We arrived home safely after our trip to the west coast, but extremely tired, even to the point of feeling weak and slightly ill. I slept nine hours! This morning I woke up with a different sense of weakness. A few things happened here while we were gone that should not have happened, at least in my mind. Two of these negatives filled me with that “what’s the use” attitude of wanting to give up. Why bother trying to do good for others when they keep handing back negatives?
There is nothing I can do to fix it and this stuff costs me time and energy. It digs into my wallet and seems inevitable. I fell like I’m on a slippery slope toward a black hole and while I’m trying to help others who are in that hole, it seems that they are bent on pulling me in with them.
I’m a pessimist by nature and wish I could be more like the kid in the story about the huge manure pile. He is shoveling like a fiend and when asked why, he says, “There has to be a pony in here someplace!”
Instead, I think about my options and am depressed. I cannot stop doing well in obedience to God. I cannot retaliate to make myself feel better about some of these negatives. I cannot even scream and yell, not because I don’t want to, but because the Lord is not giving me that freedom. A good cry might help, but it will only vent my sense of helplessness, not take it away. Even digging for the pony seems impossible; I’ve no energy and no shovel.
Today’s devotional reading takes me to 2 Corinthians 12:9. Ouch! Do I want to be reminded that Paul had handicaps too? Whatever his “thorn in the flesh” was, it made him feel weak and unable. Maybe this was a physical problem, but it could have been a continual temptation or an emotional shortcoming. He asked God to remove it three times, and three times got the same answer. NO.
“And He said to me, ‘My grace is sufficient for you, for My strength is made perfect in weakness.’ Therefore most gladly I will rather boast in my infirmities, that the power of Christ may rest upon me.”
Paul realized that the very thing that he thought should be removed was part of God’s plan to make him more powerful in ministry, not less. Instead of feeling like he was on a slippery slope, he knew God was holding him in that place by the power of Christ. He also knew that God’s power would be demonstrated in his life to the people he was trying to help. He found the pony.
Sometimes I’m glad to read this verse. No one likes to feel weak, but if weakness is the perfecting ground for God’s strength, then it is not a bad thing. Today I am not so sure that I wanted this reminder. This sense of helplessness is worse than anything prior. Instead of just weakness, it’s more like being down in that manure pile and kicked while I’m down. Being told that it is a good thing isn’t making me feel encouraged. I’m too close to a pity-party.
I think also of yesterday’s admonition to abide in Christ, and not being too sure what that looks like. Now on top of it, I’m reminded that it will most likely look and feel the opposite of that “wonderful dwelling place” idea that I was thinking about.

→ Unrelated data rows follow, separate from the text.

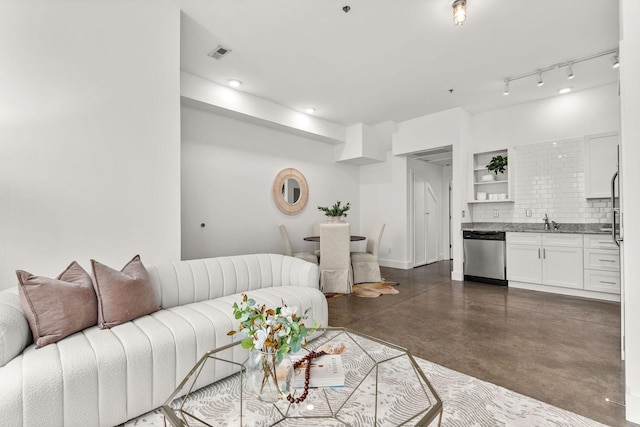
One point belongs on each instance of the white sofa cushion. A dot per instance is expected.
(15, 334)
(104, 377)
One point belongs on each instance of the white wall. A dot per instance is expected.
(89, 134)
(228, 168)
(576, 114)
(539, 131)
(629, 155)
(384, 198)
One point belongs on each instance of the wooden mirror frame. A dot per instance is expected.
(281, 178)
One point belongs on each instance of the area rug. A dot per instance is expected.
(369, 290)
(467, 402)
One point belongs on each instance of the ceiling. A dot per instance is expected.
(397, 59)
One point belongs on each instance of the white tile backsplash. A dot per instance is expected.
(547, 177)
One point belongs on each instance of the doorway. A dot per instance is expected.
(426, 210)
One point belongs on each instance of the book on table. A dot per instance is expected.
(326, 371)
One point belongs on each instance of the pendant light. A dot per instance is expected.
(459, 11)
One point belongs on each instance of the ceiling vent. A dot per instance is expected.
(219, 52)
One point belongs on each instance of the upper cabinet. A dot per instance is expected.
(489, 186)
(601, 162)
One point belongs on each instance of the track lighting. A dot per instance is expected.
(459, 11)
(568, 65)
(614, 61)
(570, 74)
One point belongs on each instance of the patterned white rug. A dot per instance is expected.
(467, 402)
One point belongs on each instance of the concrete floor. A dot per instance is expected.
(559, 349)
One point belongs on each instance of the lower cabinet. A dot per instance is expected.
(601, 264)
(573, 264)
(546, 259)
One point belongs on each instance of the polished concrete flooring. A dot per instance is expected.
(559, 349)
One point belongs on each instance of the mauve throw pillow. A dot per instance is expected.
(123, 295)
(56, 308)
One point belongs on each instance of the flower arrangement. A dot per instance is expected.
(278, 330)
(337, 210)
(270, 335)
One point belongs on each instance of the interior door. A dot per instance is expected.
(419, 221)
(425, 223)
(432, 225)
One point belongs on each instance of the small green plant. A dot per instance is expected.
(336, 210)
(497, 164)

Instead, it will be more like the experience of Jesus who was “despised and rejected by men, a Man of sorrows and acquainted with grief” and from whom people hid their faces. He was “despised and we did not esteem Him . . . He bore our griefs and carried our sorrows” (Isaiah 53:3-4) and was “in all points tempted as we are, yet without sin” (Hebrews 4:15).
Today’s reading affirms it. The author asks, “Do you not think, that if we are to learn our weakness, we must learn it in the same way? . . . . If we are to learn the secret of Christ’s strength, it is NOT by making daily advances in fleshly holiness, and getting stronger in self day by day. It is NOT by old nature being so mended and improved . . . to be shaded off into grace, just as the colors in the rainbow are so harmoniously blended that you can scarcely tell where the one ends and the other begins.”
He adds that we learn Christ’s strength by being buffeted by Satan’s messenger, and thus being beaten out of my own strength, I will find Christ’s strength made perfect in my weakness. So far there is no pony in sight; I can only smell it.